La falta de comunicación puede deteriorar la relación de pareja
Todos estos factores hacen que el hombre considere que su capacidad de decisión está mermada. «Se calla las opiniones, no dice lo que él haría o lo que no, cree que ella es la que tiene que decidir dado que es la que va a someterse al tratamiento. Pero es importantísimo que esté dispuesto a hablar, a opinar, para tomar las decisiones entre los dos y que la responsabilidad no recaiga solo en ella«, aconseja Mena.
La esterilidad masculina ha aumentado mucho en los últimos 50 años.
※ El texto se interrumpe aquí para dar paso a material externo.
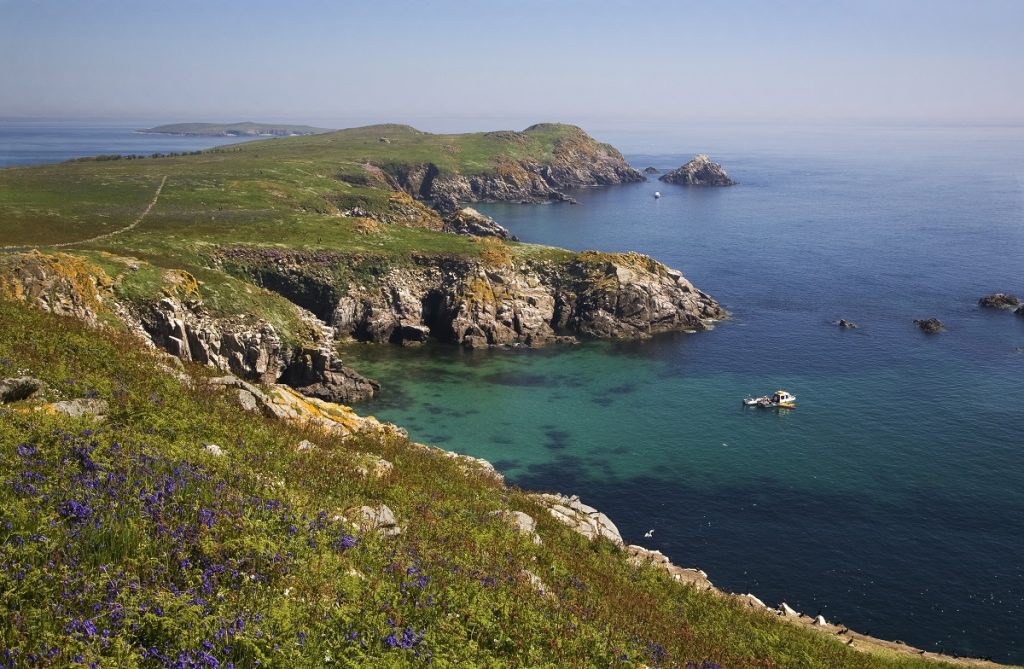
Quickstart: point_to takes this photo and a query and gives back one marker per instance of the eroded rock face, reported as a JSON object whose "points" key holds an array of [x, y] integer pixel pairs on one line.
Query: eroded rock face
{"points": [[577, 161], [931, 326], [253, 349], [699, 171], [999, 301], [474, 304]]}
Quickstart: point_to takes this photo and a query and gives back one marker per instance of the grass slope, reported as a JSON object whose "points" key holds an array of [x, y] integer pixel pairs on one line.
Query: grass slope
{"points": [[125, 544]]}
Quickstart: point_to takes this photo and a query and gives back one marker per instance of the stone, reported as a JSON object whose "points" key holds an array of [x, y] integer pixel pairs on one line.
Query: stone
{"points": [[372, 466], [18, 388], [248, 401], [81, 408], [213, 450], [931, 326], [699, 171], [522, 521], [375, 518], [999, 301]]}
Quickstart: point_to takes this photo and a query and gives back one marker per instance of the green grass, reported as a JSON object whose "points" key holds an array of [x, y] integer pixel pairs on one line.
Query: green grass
{"points": [[125, 536]]}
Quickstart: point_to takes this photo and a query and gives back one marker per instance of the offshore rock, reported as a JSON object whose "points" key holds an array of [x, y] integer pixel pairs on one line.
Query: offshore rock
{"points": [[931, 326], [999, 301], [699, 171]]}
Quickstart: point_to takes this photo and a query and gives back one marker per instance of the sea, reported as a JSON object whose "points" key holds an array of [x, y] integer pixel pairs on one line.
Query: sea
{"points": [[892, 499]]}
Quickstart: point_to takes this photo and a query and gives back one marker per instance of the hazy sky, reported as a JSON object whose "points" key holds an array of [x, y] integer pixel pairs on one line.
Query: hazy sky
{"points": [[322, 61]]}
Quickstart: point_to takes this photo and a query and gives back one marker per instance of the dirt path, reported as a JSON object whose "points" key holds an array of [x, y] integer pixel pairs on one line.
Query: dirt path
{"points": [[130, 226]]}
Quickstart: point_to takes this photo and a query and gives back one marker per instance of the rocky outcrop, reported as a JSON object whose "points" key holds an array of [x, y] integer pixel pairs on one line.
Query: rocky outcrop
{"points": [[931, 326], [252, 348], [469, 221], [577, 160], [999, 301], [699, 171], [583, 518], [475, 303]]}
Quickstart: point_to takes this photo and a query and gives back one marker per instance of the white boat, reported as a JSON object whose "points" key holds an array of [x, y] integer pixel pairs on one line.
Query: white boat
{"points": [[778, 400]]}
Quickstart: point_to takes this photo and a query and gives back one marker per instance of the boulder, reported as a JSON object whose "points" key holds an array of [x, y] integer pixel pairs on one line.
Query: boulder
{"points": [[931, 326], [699, 171], [22, 387], [213, 450], [81, 408], [999, 301], [375, 518]]}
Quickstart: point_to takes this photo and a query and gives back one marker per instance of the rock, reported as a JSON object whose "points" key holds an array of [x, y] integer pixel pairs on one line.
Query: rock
{"points": [[81, 408], [699, 171], [372, 466], [999, 301], [577, 161], [522, 521], [638, 555], [248, 401], [469, 221], [375, 518], [931, 326], [535, 581], [22, 387], [476, 303], [583, 518]]}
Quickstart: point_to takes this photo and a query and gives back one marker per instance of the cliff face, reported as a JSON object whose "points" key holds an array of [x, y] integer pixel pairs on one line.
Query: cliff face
{"points": [[699, 171], [178, 323], [483, 302], [577, 160]]}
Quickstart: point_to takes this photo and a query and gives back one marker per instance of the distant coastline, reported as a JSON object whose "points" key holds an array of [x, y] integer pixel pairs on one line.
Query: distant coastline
{"points": [[244, 129]]}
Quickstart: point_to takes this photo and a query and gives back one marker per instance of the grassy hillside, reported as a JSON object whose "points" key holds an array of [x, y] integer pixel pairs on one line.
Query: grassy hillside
{"points": [[126, 543], [235, 129]]}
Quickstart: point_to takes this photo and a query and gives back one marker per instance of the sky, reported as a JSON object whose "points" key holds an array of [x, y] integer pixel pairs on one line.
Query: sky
{"points": [[336, 61]]}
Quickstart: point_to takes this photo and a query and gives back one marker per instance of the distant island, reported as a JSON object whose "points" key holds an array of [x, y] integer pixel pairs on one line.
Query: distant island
{"points": [[246, 128]]}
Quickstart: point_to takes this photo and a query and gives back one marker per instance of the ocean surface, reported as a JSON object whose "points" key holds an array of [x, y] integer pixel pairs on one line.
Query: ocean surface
{"points": [[892, 499]]}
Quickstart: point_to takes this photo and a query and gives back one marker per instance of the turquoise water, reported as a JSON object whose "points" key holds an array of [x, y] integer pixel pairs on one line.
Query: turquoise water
{"points": [[893, 498]]}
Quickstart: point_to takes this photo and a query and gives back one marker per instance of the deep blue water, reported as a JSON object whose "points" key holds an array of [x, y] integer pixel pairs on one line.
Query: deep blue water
{"points": [[892, 499], [33, 142]]}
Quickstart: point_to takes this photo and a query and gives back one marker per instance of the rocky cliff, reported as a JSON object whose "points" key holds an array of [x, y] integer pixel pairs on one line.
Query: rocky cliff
{"points": [[699, 171], [577, 160], [179, 323], [493, 300]]}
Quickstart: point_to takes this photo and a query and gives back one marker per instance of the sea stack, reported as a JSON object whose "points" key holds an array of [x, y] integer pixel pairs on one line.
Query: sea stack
{"points": [[699, 171]]}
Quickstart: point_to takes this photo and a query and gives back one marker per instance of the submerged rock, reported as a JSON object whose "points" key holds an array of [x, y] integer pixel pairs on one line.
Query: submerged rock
{"points": [[999, 301], [931, 326], [699, 171]]}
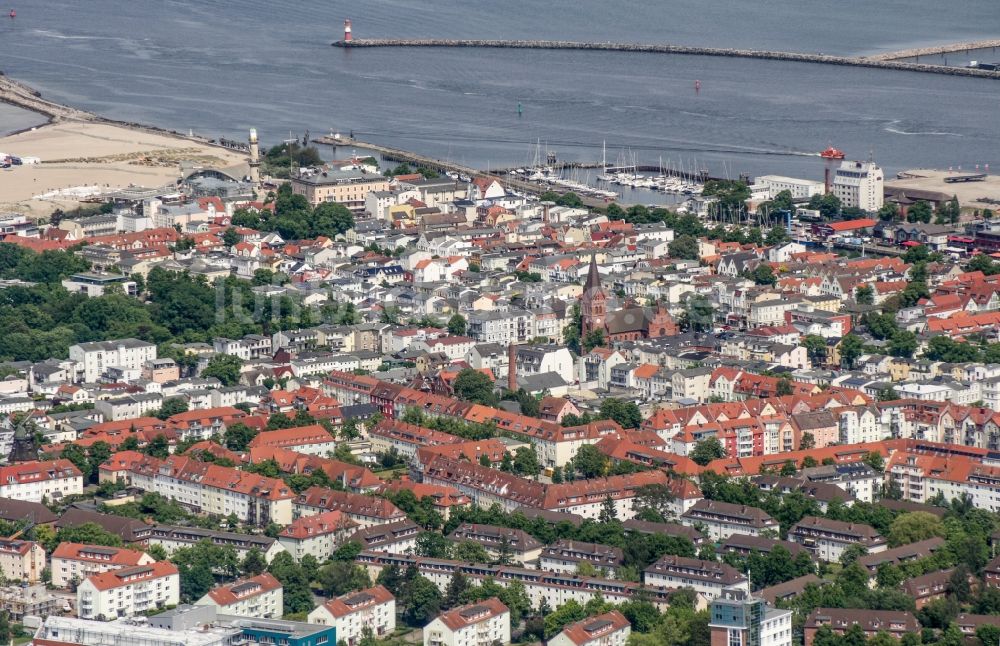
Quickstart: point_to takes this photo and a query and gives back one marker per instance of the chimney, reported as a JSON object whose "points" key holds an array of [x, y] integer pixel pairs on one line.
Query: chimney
{"points": [[545, 211], [512, 368]]}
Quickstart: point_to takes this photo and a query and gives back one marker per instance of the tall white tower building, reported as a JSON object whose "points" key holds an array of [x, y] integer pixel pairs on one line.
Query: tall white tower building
{"points": [[859, 184], [254, 159]]}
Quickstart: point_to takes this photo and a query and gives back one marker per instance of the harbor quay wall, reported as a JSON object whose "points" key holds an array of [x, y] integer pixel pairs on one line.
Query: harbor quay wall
{"points": [[884, 61]]}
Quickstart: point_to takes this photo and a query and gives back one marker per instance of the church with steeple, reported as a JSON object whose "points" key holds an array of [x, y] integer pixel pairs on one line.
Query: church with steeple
{"points": [[628, 323]]}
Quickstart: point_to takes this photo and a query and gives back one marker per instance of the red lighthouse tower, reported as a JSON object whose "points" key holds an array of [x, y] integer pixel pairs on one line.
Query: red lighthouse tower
{"points": [[831, 155]]}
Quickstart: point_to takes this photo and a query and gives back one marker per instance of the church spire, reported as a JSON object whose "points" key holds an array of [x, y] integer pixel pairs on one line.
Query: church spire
{"points": [[593, 276]]}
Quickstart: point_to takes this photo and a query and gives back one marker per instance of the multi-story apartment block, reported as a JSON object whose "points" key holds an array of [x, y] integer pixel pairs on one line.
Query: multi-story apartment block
{"points": [[213, 489], [311, 440], [366, 511], [127, 592], [504, 328], [397, 537], [554, 588], [738, 618], [249, 348], [723, 519], [92, 359], [607, 629], [129, 406], [40, 481], [260, 597], [318, 535], [21, 560], [827, 539], [709, 578], [349, 188], [372, 608], [859, 184], [516, 544], [405, 438], [74, 562], [478, 624], [840, 620], [567, 556], [173, 538]]}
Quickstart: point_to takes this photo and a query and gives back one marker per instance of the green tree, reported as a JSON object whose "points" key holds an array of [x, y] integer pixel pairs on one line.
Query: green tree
{"points": [[889, 212], [225, 368], [230, 238], [919, 212], [776, 235], [593, 339], [864, 295], [903, 344], [914, 526], [340, 577], [526, 462], [172, 406], [816, 348], [158, 447], [698, 314], [254, 562], [881, 326], [470, 552], [627, 414], [472, 385], [237, 436], [762, 274], [457, 325], [707, 450], [421, 601], [567, 613], [851, 349], [457, 586], [589, 462], [295, 581], [684, 247]]}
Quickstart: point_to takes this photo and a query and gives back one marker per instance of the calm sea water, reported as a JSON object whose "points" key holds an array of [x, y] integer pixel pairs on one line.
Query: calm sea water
{"points": [[219, 67]]}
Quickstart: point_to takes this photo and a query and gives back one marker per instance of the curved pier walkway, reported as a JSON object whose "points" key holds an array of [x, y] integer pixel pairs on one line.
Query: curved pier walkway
{"points": [[880, 62], [935, 50]]}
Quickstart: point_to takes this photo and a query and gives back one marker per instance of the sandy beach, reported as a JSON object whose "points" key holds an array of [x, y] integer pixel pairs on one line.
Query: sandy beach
{"points": [[972, 195], [79, 154]]}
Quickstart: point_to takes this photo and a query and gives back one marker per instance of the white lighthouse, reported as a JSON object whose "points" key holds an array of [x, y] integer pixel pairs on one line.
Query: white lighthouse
{"points": [[254, 159]]}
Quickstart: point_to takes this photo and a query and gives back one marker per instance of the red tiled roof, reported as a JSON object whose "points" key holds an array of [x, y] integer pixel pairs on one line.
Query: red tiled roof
{"points": [[130, 575], [227, 595]]}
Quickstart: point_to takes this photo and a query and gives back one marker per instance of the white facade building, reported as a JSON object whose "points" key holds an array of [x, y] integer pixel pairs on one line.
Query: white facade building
{"points": [[128, 592], [478, 624], [92, 359], [34, 481], [261, 597], [350, 614], [859, 184]]}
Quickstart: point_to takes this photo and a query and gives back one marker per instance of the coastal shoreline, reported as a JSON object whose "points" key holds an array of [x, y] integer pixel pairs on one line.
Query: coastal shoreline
{"points": [[83, 154], [22, 95]]}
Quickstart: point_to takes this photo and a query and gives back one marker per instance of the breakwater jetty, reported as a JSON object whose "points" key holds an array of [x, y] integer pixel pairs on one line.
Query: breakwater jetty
{"points": [[936, 50], [877, 62], [389, 153]]}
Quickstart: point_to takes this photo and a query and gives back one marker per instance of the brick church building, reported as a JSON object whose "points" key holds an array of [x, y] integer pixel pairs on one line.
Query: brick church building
{"points": [[629, 323]]}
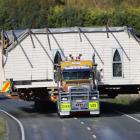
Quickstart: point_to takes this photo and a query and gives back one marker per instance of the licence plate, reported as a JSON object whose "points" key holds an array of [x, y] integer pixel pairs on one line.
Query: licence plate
{"points": [[93, 105], [65, 106]]}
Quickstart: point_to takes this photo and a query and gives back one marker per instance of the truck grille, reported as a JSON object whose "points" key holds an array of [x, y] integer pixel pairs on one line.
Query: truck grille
{"points": [[79, 93], [78, 90]]}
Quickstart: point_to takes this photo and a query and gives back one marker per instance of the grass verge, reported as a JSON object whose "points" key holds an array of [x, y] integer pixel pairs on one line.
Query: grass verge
{"points": [[2, 129], [128, 103]]}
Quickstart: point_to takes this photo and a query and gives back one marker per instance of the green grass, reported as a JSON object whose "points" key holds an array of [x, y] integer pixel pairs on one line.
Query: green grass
{"points": [[2, 129], [127, 103]]}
Según datos proporcionados por la Clínica Barcelona IVF, el 50% de los casos en los que hay dificultad para concebir se deben a factores masculinos.
Y entre un 30 y un 50% de los hombres en edad fértil tienen una calidad del semen inferior a los estándares marcados por la Organización Mundial de la Salud (OMS).
La esterilidad del hombre se ha asociado erróneamente a la impotencia o falta de virilidad
Los problemas emocionales de los hombres pueden acentuarse cuando la causa es suya. «Aunque afortunadamente los tiempos y la mentalidad están cambiando, la esterilidad del hombre o la poca calidad de su semen se han asociado erróneamente a la impotencia, la falta de masculinidad o de virilidad«, expone Atze Mena.
Y en este caso, pueden aflorar sentimientos de culpabilidad, de fracaso, problemas de autoestima. «Si ella estuviera con otro, no tendría que pasar por esto«, puede llegar a pensar el hombre según la especialista.
Cuando la causa de los problemas para concebir es masculina y resulta necesario acudir a un donante de semen, el hombre aún puede sentirse más frustrado y excluido del proceso.
Al hombre le cuesta más aceptar que el hijo no tendrá sus genes
«Aceptar que el hijo no tendrá su carga genética también es difícil para la mujer cuando hay una donación de óvulos, pero ella lo supera antes ya que luego lo vive de forma diferente a través del embarazo. Pero al hombre le cuesta más tiempo aceptar que haya un donante de semen, es como si esto ya le dejara totalmente fuera del proceso«, aclara Mena.
De ahí, afirma, que sea muy importante la labor de inclusión que realizan los profesionales del equipo médico.
La psicóloga de la Clínica Barcelona IVF nos explica las claves para que todos estos sentimientos no acaben pasando factura:
La pareja no debe dejar de lado su vida, sus aficiones, sus amistades
El equipo médico puede detectar si la persona necesita ayuda psicológica
Para facilitar la comunicación, en la Clínica Barcelona IVF ofrecen ayuda psicológica desde el principio, como parte del proceso de reproducción asistida.
«Así cuando tienen algún problema, es más fácil que acudan a nosotros porque ya nos conocen. Aunque a veces es el médico o la enfermera los que detectan que la persona está triste o angustiada y nos la derivan a psicología«.